Ilustrasi pemilu. (Foto: dok iNews)

JAKARTA, iNews.id – Jumlah petugas Kelompok Penyelenggara Pemungutan Suara (KPPS) Pemilu 2019 yang meninggal terus bertambah. Data yang dihimpun dari Komisi Pemilihan Umum (KPU), hingga Kamis (25/4/2019) pukul 18.00 WIB, ada 225 petugas meninggal dunia dan 1.470 sakit sepanjang tahap pencoblosan dan perhitungan surat suara.

Menyikapi hal tersebut, Ketua Umum DPP Rescue Perindo Denny Adin meminta Pemerintah dan KPU untuk mengevaluasi pelaksanaan pesta demokrasi tersebut. Khusunya menyangkut sistem dan teknis kerja dalam gelaran pemilu serentak tahun ini.

“Harapannya ini bisa jadi evaluasi. Karena ini merupakan pemilu terbesar di dunia dan juga paling banyak memakan korban . Kita tahu saat berita ini ditulis, ada 1.695 petugas KPPS yang sakit maupun meninggal dunia tersebar di seluruh Indonesia,” kata Denny Adin saat dihubungi, Jumat (26/4/2019).

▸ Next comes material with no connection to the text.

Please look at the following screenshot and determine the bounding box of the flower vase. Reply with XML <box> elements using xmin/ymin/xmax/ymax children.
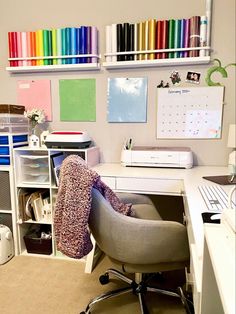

BACA JUGA: Petugas KPPS Meninggal Jadi 225 Jiwa, Jatuh Sakit 1.470 Orang

Menurutnya, waktu kerja yang tidak terbatas menjadi pokok evaluasi yang perlu diperhatikan. Sebab, kebanyakan dari petugas KPPS harus bekerja lebih dari 24 jam untuk mengurus penyelenggaran Pemilu Serentak yang rumit dan kompleks.

“Kalau kita evaluasi dari hari pertama pencoblosan di TPS, itu paling lama prosesnya jam 12 malam, paling lama 1 hari atau 24 jam. Dan ini sebenarnya juga tidak normal karena ada Pilpres dan Pileg,” katanya.

Dia mengatakan, tahapan penghitungan yang paling menguras tenaga yakni ketika surat suara mulai dipindahkan dari TPS ke tingkat kecamatan. Di sini, stamina yang prima sangat dibutuhkan bagi setiap petugas penghitung suara.

“Karena plenonya kan dilakukan per desa. Kita tahu jumlah desa di setiap kecamatan sangat banyak, ditambah juga dengan jumlah partai yang hampir 16 sampai 20 parpol,” ucapnya.

Lebih lanjut dia menyarankan agar pihak Pemerintah bersama KPU untuk segera mengkaji pelaksanaan pemilu serentak ke pemilu berbasis teknologi. Dengan begitu, proses pencoblosan dan penghitungan suara bisa lebih cepat dan tidak memakan waktu dibandingkan dengan sistem manual seperti saat ini.

“Mungkin perlu ada jeda enam bulan antara pilpres dan pileg. Atau bisa saja kita mengubah sistemnya seperti negara tetangga Filipina dengan berbasis NIK (Nomor Induk Kependudukan) atau menggunakan finger scan,” tuturnya.

Sekadar informasi, jumlah total KPPS yang bertugas selama Pemilu 2019 sekitar 7,2 juta orang. Saat ini, sudah 225 orang meninggal dunia akibat kelelahan saat bertugas dan 1.470 jatuh sakit, dengan total korban 1.695 orang.